He said the case turned on whether prosecutors could prove that Merritt's public financial statements were inaccurate and, if they were, whether the four defendants believed they were inaccurate. "The government didn't even prove the first part," Ulwick said.

Prosecutors Robert J. Mathias and Charles P. Scheeler contended that the four Merritt owners plowed $45 million of depositors' money into several Klein-related farming and other business ventures on Maryland's Eastern Shore between 1982 and 1985.

Lavishing "insider loans, exorbitant fees . . . and expensive perks" on themselves, Mathias argued to the jury, the four men drained depositors' accounts, "finagling, cheating . . . and lying to make it appear that Merritt was financially healthy, whereas in reality it was nothing more than a black hole."
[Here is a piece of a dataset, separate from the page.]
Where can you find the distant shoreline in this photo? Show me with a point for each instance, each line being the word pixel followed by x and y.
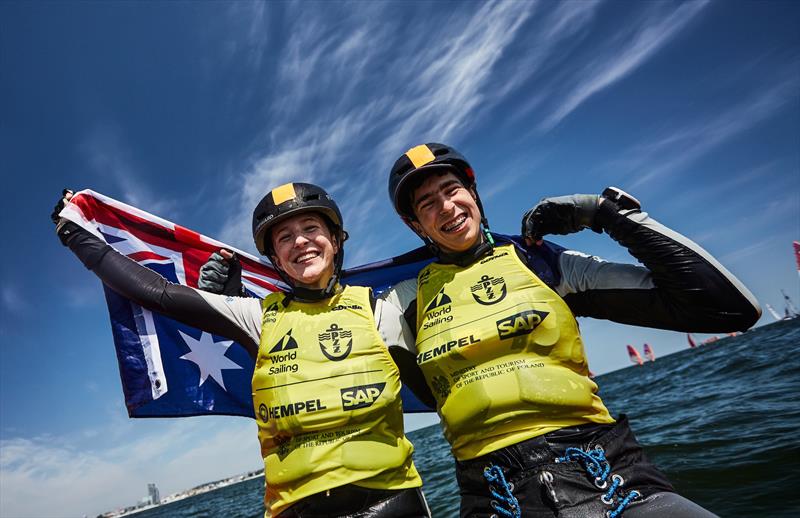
pixel 182 495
Merritt entered into voluntary conservatorship in May 1985, and was later bought by Chase Manhattan Bank. The Merritt case is the only one brought so far by federal prosecutors. State prosecutors have obtained convictions against seven former savings and loan officials, including Jeffrey A. Levitt, who pleaded guilty to stealing $14.7 million from Old Court S&L and was sentenced in July 1986 to 30 years' imprisonment.

While state and federal probes into the savings and loan crisis are continuing, officials said they are beginning to wind down.